1-Is CPU wait always a wait on I/O?

2-will Memory and Virtual memory have anything to do with CPU wait?

3-if a system has lots of CPU wait will adding more CPU or cores fix this problem?

4-what is the best OS tool to report CPU wait other than VMSTAT?
Question by:it-rex
    LVL 68

    Accepted Solution

    1 - CPU WAIT is basically the time a CPU has to wait for an outstanding I/O operation to complete. %WAIT is the time (expressed as a percentage) a CPU has been found waiting for I/O during a given interval.
    The system will schedule other processes to run during the time a process is blocked waiting for I/O, so a high overall WAIT means that there are either no more processes to schedule or that the whole I/O system is overloaded (or both).

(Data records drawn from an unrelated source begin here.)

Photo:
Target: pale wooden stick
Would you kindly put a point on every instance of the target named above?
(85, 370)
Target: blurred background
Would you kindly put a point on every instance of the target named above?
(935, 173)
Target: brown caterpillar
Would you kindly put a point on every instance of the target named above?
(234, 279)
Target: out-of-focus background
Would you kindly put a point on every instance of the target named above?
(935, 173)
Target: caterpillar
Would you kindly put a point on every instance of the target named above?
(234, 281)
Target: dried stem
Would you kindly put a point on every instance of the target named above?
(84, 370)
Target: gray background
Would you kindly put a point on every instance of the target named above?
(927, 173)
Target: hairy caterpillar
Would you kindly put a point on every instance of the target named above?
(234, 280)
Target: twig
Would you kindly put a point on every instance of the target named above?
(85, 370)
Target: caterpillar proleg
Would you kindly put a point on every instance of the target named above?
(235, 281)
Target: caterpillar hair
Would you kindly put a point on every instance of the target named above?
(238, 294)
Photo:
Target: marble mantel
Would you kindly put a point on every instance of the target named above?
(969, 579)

    2 - Low real memory can lead to high paging I/O, which will adversely influence the response time of process I/O (I/O contention).
    Further, there might be too few memory available for caching disk data which in turn leads to more frequent, maybe expensive read operations.

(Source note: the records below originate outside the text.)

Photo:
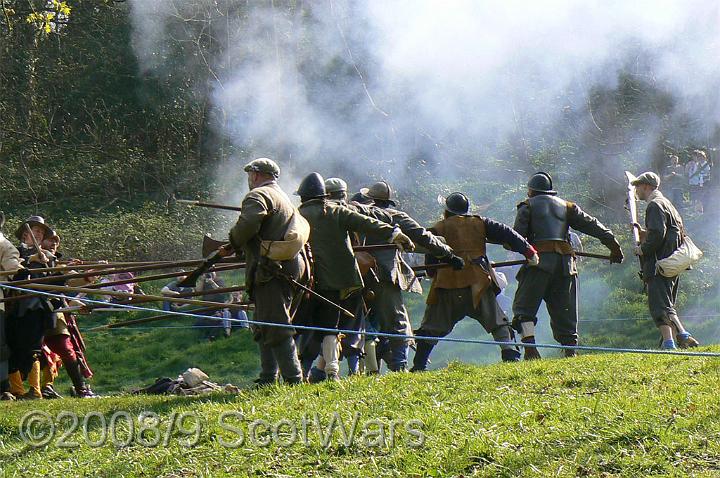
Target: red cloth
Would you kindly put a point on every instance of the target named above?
(62, 345)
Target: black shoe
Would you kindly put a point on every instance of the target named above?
(85, 392)
(29, 396)
(510, 355)
(49, 393)
(531, 353)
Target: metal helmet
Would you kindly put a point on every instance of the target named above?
(263, 165)
(313, 186)
(380, 191)
(541, 183)
(360, 198)
(335, 185)
(32, 221)
(456, 203)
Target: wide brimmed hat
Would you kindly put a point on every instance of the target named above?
(32, 221)
(647, 178)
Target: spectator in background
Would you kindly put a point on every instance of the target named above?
(698, 169)
(172, 289)
(674, 177)
(215, 322)
(130, 288)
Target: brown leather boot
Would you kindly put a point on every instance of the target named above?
(531, 353)
(687, 342)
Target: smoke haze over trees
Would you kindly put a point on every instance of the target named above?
(123, 102)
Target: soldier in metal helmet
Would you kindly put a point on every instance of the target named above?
(470, 292)
(267, 214)
(395, 275)
(337, 276)
(545, 220)
(662, 235)
(353, 345)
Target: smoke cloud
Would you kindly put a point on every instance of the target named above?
(403, 90)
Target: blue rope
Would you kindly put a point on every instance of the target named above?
(380, 334)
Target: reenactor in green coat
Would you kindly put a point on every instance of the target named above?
(545, 220)
(267, 215)
(395, 275)
(336, 273)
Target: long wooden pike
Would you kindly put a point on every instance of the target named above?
(496, 265)
(210, 205)
(145, 320)
(65, 268)
(142, 300)
(632, 211)
(81, 275)
(219, 268)
(139, 298)
(190, 293)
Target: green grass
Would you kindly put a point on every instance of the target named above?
(596, 415)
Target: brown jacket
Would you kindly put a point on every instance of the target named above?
(467, 237)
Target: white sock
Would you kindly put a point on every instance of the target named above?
(528, 329)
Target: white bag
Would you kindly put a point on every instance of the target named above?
(688, 254)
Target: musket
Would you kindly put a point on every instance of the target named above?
(376, 247)
(38, 249)
(210, 205)
(138, 297)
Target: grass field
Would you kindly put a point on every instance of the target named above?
(596, 415)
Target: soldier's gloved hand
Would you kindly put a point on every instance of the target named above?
(456, 262)
(641, 232)
(534, 260)
(616, 255)
(39, 258)
(532, 256)
(405, 243)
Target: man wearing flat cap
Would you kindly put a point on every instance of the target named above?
(268, 217)
(663, 234)
(9, 260)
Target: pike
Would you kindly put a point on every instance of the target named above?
(141, 300)
(131, 281)
(318, 296)
(145, 320)
(108, 272)
(496, 265)
(65, 268)
(126, 295)
(210, 205)
(632, 211)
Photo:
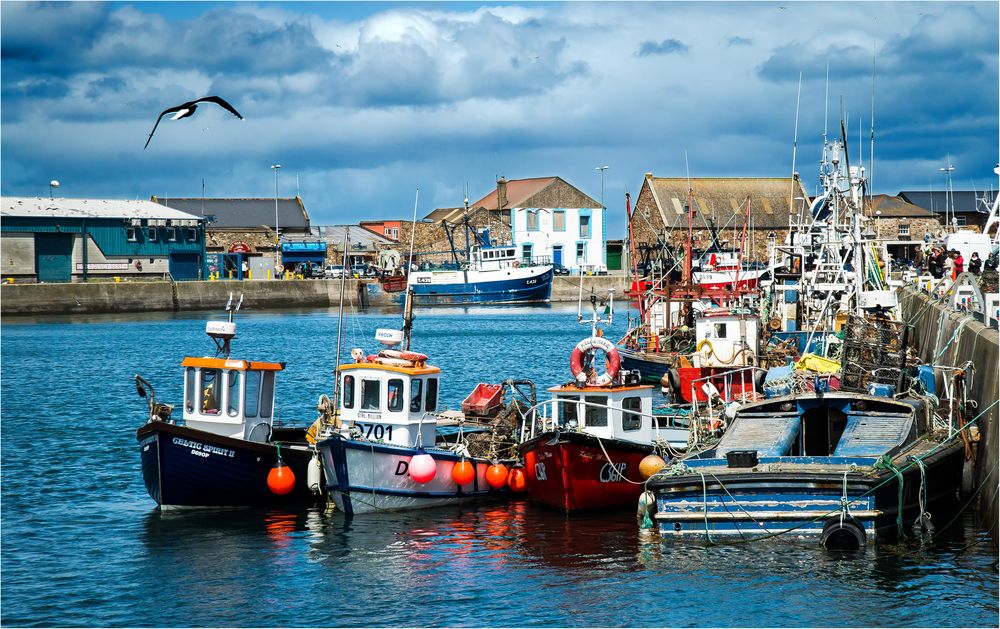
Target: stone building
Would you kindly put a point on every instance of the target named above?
(660, 211)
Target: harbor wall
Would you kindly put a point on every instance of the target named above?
(102, 297)
(946, 337)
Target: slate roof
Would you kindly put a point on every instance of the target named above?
(722, 198)
(965, 200)
(896, 207)
(243, 213)
(38, 207)
(520, 193)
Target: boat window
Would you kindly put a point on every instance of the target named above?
(370, 395)
(567, 411)
(395, 391)
(233, 396)
(416, 388)
(266, 393)
(348, 392)
(210, 391)
(631, 419)
(430, 404)
(251, 393)
(596, 415)
(189, 389)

    Virtual memory (sum of real memory and paging space) can come into play when the paging space gets full, but that's another story.

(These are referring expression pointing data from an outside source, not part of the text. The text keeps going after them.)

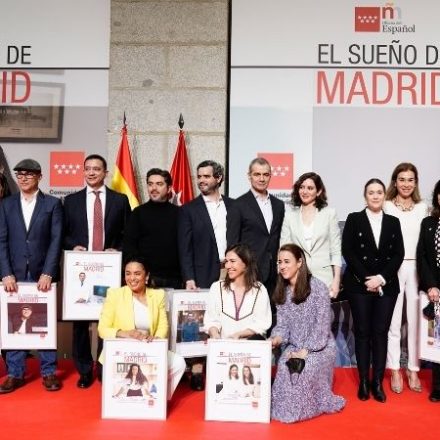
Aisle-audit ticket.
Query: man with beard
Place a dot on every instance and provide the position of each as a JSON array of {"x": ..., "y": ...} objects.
[
  {"x": 202, "y": 229},
  {"x": 152, "y": 232}
]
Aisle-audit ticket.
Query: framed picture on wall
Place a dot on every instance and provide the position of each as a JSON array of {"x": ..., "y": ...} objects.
[
  {"x": 188, "y": 337},
  {"x": 135, "y": 379},
  {"x": 87, "y": 276},
  {"x": 238, "y": 380},
  {"x": 429, "y": 333},
  {"x": 36, "y": 115},
  {"x": 28, "y": 318}
]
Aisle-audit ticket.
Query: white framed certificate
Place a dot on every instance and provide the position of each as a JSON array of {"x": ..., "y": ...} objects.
[
  {"x": 28, "y": 318},
  {"x": 188, "y": 337},
  {"x": 429, "y": 333},
  {"x": 87, "y": 276},
  {"x": 135, "y": 379},
  {"x": 238, "y": 383}
]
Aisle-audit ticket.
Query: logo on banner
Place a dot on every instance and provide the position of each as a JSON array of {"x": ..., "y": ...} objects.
[
  {"x": 66, "y": 168},
  {"x": 386, "y": 19},
  {"x": 282, "y": 169}
]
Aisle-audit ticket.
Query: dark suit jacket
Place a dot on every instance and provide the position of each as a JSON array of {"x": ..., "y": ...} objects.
[
  {"x": 429, "y": 273},
  {"x": 38, "y": 249},
  {"x": 246, "y": 225},
  {"x": 197, "y": 245},
  {"x": 364, "y": 259},
  {"x": 117, "y": 210}
]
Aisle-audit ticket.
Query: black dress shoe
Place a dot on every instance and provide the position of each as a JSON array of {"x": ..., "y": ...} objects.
[
  {"x": 85, "y": 380},
  {"x": 378, "y": 393},
  {"x": 197, "y": 382},
  {"x": 11, "y": 384},
  {"x": 364, "y": 390},
  {"x": 435, "y": 396},
  {"x": 51, "y": 383}
]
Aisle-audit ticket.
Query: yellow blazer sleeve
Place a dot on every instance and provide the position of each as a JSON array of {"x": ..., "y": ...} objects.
[
  {"x": 107, "y": 326},
  {"x": 158, "y": 313}
]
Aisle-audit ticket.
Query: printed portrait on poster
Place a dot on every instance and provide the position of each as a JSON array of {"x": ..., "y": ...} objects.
[
  {"x": 238, "y": 380},
  {"x": 429, "y": 332},
  {"x": 28, "y": 318},
  {"x": 135, "y": 385},
  {"x": 87, "y": 276},
  {"x": 188, "y": 336}
]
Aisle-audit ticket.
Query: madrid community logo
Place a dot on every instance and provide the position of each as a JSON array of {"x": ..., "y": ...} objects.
[{"x": 385, "y": 19}]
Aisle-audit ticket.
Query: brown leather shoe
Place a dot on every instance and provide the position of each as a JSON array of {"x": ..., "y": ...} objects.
[
  {"x": 11, "y": 384},
  {"x": 51, "y": 383}
]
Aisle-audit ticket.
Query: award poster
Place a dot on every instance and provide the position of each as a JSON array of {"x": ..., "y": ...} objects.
[
  {"x": 238, "y": 380},
  {"x": 87, "y": 276},
  {"x": 135, "y": 379},
  {"x": 28, "y": 318},
  {"x": 188, "y": 337},
  {"x": 429, "y": 333}
]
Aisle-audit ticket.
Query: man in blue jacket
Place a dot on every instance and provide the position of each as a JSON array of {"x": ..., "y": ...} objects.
[{"x": 31, "y": 226}]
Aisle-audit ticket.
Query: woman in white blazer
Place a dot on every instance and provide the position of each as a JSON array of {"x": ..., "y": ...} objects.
[{"x": 313, "y": 226}]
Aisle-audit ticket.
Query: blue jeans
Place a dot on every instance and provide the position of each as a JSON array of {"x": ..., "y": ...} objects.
[{"x": 16, "y": 362}]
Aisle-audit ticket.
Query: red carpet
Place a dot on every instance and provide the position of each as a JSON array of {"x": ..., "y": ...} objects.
[{"x": 33, "y": 413}]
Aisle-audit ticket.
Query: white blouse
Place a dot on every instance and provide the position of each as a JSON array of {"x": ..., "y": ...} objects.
[
  {"x": 254, "y": 313},
  {"x": 410, "y": 223}
]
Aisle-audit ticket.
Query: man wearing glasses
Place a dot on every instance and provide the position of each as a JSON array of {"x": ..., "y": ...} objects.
[{"x": 31, "y": 225}]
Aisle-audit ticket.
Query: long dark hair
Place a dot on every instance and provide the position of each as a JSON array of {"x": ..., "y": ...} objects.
[
  {"x": 250, "y": 379},
  {"x": 245, "y": 254},
  {"x": 302, "y": 285},
  {"x": 321, "y": 199},
  {"x": 392, "y": 189},
  {"x": 230, "y": 368},
  {"x": 140, "y": 377},
  {"x": 435, "y": 205}
]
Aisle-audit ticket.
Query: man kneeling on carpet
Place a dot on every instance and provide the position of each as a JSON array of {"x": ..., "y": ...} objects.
[
  {"x": 135, "y": 312},
  {"x": 302, "y": 387}
]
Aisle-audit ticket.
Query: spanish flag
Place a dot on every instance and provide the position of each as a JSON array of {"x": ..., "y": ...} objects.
[{"x": 124, "y": 180}]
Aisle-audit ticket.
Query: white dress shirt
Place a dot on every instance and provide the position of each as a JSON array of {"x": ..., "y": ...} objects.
[
  {"x": 265, "y": 207},
  {"x": 217, "y": 213},
  {"x": 27, "y": 207},
  {"x": 90, "y": 201}
]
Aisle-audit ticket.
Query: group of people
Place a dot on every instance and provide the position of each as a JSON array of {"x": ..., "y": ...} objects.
[{"x": 270, "y": 272}]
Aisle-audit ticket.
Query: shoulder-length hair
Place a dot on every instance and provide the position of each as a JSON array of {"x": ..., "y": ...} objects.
[
  {"x": 302, "y": 285},
  {"x": 140, "y": 377},
  {"x": 392, "y": 188},
  {"x": 247, "y": 380},
  {"x": 435, "y": 204},
  {"x": 245, "y": 254},
  {"x": 321, "y": 199}
]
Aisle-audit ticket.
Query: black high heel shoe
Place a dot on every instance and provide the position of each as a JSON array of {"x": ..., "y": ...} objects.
[
  {"x": 364, "y": 390},
  {"x": 378, "y": 392},
  {"x": 197, "y": 382}
]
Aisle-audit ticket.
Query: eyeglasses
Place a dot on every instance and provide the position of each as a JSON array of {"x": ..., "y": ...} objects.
[{"x": 25, "y": 175}]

    3 - More CPU will not help. Depending on the root cause of the high WAIT provide for faster disks (shorter I/O operation time) or more memory to avoid paging and to supply cache space.

    4 - If we're talking AIX here:

    topas, nmon, lparstat, iostat (disk troughput) , mpstat (wait per cpu), sar (disk service time)

    Please note that in a virtual shared processor environment (LPAR) the WAIT % does not express the wait percentage of a real CPU but the wait percentage of the CPU share made available to the LPAR by the hypervisor.

    nmon provides the option to query the PURR (Processor Utilized Resource Register) to show the values pertaining to real CPU.
    Start nmon, hit "c", then "#" untill you see "PURR Stats" in the 3rd line. The lines below show real processor values, one line per real SMT thread useable by the LPAR.

    So nmon might indeed be the best tool in an LPAR environment.
    LVL 11

    Author Comment

    When using Ganglia ,
    how can I find the root cause of CPU wait?
    Is it a graphical representation of wa in vmstat?
    LVL 68

    Expert Comment

    Ganglia's gmond uses lots of OS calls/tools to gather its stats.

    As far as I know, CPU WAIT is determined by standard perflib calls which are also used by vmstat, mpstat or topas. I'm not aware of a gmond extension or feature using the PURR.